If Antonicus’s end caused havoc with the weather, as sometimes happened when an archangel passed, it would be believed to be part of the recent chaos.

When day broke, Michaela and Astaad flew down to wild fields full of flowers and returned with bunches of them to drop on Antonicus’s body. The rope sling the Cadre had woven together was tight enough that the flowers collected around the body and by the time they left the fields, it was a flower-draped bier such as was their way and not just a makeshift coffin created to contain infection.

No one spoke as they flew. On the roof, there’d been some discussion of leaving half their number at the border with China, but in the end they’d decided that there was nothing half their number could do to stop Lijuan. Better they deal with this together, then go to their territories, to prepare in any way they could . . . and to mourn all those of their own who’d been trapped within when the fog crawled across China on a tide of death.

Gadriel, a little set in his habits but noble in a quiet way, hadn’t made it out. Raphael had no body to take home to his family. The angel wasn’t the only one who’d vanished into the murderous dark; Raphael had lost too many good people and the war hadn’t yet begun.
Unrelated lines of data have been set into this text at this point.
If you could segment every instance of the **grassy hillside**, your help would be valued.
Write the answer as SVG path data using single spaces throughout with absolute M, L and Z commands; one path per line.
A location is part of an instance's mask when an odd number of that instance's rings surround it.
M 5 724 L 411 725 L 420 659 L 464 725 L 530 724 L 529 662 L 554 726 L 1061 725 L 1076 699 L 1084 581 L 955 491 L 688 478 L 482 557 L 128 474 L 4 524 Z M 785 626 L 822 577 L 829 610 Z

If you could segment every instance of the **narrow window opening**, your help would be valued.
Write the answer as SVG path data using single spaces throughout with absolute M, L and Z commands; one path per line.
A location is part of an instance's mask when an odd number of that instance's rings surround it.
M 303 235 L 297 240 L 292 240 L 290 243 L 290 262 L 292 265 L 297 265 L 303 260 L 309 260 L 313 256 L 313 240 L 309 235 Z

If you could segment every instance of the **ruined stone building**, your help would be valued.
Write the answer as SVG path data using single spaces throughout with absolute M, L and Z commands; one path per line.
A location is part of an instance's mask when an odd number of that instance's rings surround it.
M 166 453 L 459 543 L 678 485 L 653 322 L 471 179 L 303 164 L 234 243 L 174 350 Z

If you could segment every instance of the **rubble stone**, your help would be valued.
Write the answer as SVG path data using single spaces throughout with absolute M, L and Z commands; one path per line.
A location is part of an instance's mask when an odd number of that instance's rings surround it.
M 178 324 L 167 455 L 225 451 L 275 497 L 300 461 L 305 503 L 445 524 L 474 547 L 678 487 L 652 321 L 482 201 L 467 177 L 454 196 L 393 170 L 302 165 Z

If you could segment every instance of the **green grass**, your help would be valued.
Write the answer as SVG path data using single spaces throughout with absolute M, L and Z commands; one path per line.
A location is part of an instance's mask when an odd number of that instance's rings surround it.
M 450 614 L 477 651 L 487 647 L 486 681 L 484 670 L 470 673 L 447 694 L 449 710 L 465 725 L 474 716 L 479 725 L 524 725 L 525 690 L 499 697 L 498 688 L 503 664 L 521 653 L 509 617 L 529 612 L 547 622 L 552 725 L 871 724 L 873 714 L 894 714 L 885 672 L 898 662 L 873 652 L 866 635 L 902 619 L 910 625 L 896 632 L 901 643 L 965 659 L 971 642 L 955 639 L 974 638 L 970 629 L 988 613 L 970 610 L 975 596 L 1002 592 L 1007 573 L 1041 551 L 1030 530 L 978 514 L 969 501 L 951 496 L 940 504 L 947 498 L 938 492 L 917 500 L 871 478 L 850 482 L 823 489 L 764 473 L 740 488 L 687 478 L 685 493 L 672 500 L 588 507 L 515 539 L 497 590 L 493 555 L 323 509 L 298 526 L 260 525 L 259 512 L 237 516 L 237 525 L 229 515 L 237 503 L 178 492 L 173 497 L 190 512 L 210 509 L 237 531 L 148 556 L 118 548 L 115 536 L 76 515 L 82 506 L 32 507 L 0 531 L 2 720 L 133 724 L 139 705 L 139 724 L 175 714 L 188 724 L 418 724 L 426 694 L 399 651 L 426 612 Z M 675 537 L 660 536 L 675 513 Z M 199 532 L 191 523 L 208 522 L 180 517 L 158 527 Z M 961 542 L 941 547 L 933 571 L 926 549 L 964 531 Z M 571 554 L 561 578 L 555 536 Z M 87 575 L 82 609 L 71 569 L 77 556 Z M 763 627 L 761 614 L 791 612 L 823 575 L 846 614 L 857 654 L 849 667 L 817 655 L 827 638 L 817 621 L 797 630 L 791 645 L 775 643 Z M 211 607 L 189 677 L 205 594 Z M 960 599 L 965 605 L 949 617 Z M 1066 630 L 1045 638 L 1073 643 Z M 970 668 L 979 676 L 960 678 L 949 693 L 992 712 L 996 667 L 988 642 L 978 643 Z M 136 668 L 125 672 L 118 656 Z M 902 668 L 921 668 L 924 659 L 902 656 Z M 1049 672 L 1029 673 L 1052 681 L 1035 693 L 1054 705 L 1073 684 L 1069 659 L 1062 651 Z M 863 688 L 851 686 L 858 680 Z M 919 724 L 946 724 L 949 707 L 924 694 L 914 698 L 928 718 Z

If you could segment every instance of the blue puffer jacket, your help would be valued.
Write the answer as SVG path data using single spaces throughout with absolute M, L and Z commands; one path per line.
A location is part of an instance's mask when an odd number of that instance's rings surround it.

It was a risk to assume nothing would change during the short time they disappeared to bury Antonicus, but the risk was a considered one. The more opaque patches seen by Neha’s drones and confirmed by Alexander and Zanaya seemed to indicate that the Archangel of China was consolidating herself. How she might be doing so was a thing Raphael didn’t like thinking about.

He remembered too well the pathetic half-consumed husks he and Elena had discovered. Lijuan fed from life to make death. There’d been millions of people in China before the fog. Now, no voices penetrated the dark wall and Antonicus had said the landscape was devoid of light.

The blurry green-tinged images picked up by the camera worn by the Ancient had shown the same: an endless wall of pitch black, so murky that even technology meant to penetrate night had failed.

Raphael did not want to see what remained when the fog retreated.